1st International Conference on Game Theory for Networks

Research Article

Uncertainty in the weakest-link security game

  • @INPROCEEDINGS{10.1109/GAMENETS.2009.5137460,
        author={Jens Grossklags and Benjamin Johnson},
        title={Uncertainty in the weakest-link security game},
        proceedings={1st International Conference on Game Theory for Networks},
  • Jens Grossklags
    Benjamin Johnson
    Year: 2009
    Uncertainty in the weakest-link security game
    DOI: 10.1109/GAMENETS.2009.5137460
Jens Grossklags1,*, Benjamin Johnson2,*
  • 1: School of Information, University of California, Berkeley, CA 94720, USA
  • 2: CyLab, Carnegie Mellon University, Pittsburgh, PA 15213, USA
*Contact email: jensg@ischool.berkeley.ed, johnsonb@andrew.cmu.edu


Individuals in computer networks not only have to invest to secure their private resources from potential attackers, but have to be aware of the existing interdependencies that exist with other network participants.

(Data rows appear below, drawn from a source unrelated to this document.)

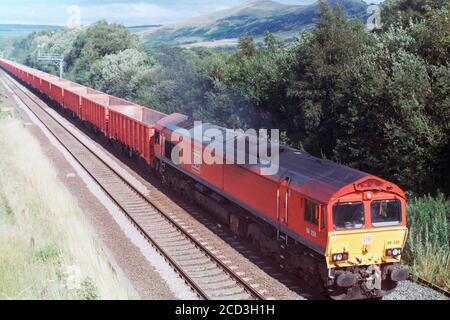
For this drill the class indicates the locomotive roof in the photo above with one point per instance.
(317, 179)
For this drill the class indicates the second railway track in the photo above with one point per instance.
(206, 274)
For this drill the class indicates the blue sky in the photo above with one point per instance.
(134, 12)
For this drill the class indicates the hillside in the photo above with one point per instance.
(20, 30)
(254, 17)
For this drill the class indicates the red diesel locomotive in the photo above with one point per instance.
(339, 229)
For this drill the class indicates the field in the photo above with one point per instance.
(47, 250)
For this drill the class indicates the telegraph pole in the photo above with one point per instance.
(57, 59)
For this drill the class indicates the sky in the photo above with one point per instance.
(134, 12)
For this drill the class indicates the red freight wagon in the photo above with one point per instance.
(133, 126)
(36, 79)
(94, 109)
(72, 98)
(57, 90)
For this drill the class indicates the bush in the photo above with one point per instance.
(428, 248)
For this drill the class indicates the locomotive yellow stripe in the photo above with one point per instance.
(365, 246)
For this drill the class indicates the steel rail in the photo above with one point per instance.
(200, 292)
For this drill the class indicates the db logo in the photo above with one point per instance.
(367, 239)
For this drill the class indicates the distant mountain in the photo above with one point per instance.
(254, 17)
(22, 30)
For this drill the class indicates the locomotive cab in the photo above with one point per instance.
(366, 238)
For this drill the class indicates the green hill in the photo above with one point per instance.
(254, 17)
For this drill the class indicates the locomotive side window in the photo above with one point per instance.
(386, 213)
(310, 212)
(168, 147)
(348, 215)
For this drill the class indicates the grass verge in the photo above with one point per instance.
(428, 248)
(47, 249)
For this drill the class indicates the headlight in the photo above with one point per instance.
(340, 256)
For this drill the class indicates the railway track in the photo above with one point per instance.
(431, 286)
(208, 276)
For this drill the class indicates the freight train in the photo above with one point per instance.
(339, 229)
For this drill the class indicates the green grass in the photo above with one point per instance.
(428, 248)
(47, 250)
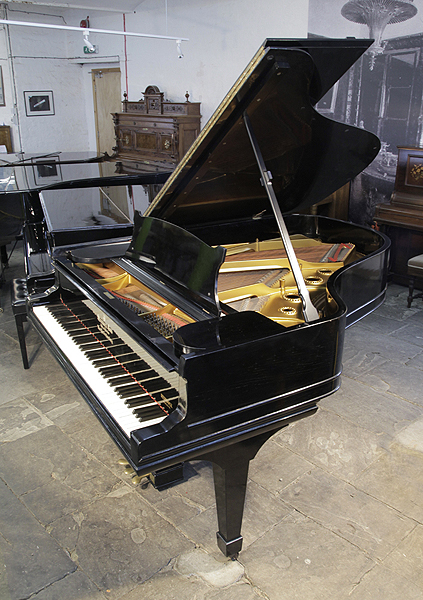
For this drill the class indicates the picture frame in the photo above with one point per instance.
(2, 98)
(39, 103)
(47, 171)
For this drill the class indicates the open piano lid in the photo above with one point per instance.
(307, 155)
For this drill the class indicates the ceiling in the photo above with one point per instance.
(120, 6)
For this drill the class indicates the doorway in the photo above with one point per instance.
(107, 100)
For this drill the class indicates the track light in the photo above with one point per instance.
(87, 42)
(178, 47)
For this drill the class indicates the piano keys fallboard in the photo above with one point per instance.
(134, 388)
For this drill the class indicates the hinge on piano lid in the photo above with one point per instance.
(309, 310)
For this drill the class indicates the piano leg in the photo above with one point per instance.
(230, 472)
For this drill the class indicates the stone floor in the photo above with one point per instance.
(334, 505)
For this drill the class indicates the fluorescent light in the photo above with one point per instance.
(90, 30)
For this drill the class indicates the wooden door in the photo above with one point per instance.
(107, 100)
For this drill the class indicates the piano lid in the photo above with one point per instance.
(308, 156)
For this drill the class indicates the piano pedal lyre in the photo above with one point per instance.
(160, 479)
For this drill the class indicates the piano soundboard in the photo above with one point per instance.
(134, 388)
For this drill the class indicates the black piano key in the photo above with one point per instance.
(115, 349)
(137, 376)
(151, 386)
(74, 324)
(112, 357)
(117, 369)
(163, 397)
(144, 414)
(123, 359)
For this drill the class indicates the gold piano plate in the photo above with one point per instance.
(255, 276)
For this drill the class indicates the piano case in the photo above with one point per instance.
(201, 334)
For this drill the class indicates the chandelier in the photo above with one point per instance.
(377, 14)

Indeed, a user's security is frequently negatively impacted by protection failures of even just one other individual, the weakest link. In this paper, we are interested in the impact of bounded rationality and limited information on user payoffs and strategies in the presence of strong weakest-link externalities. As a first contribution, we address the problem of bounded rationality by proposing a simple but novel modeling approach. We anticipate the vast majority of users to be unsophisticated and to apply approximate decision-rules that fail to accurately appreciate the impact of their decisions on others. Expert agents, on the other hand, fully comprehend to which extent their own and others' security choices affect the network as a whole, and respond rationally. The second contribution of this paper is to address how the security choices by users are mediated by the information available on the severity of the threats the network faces. We assume that each individual faces a randomly drawn probability of being subject to a direct attack. We study how the decisions of the expert user differ if all draws are common knowledge, compared to a scenario where this information is only privately known. We further propose a metric to quantify the value of information available: the payoff difference between complete and incomplete information conditions, divided by the payoff under the incomplete information condition. We study this ratio metric graphically and isolate parameter regions where being more informed creates a payoff advantage for the expert agent.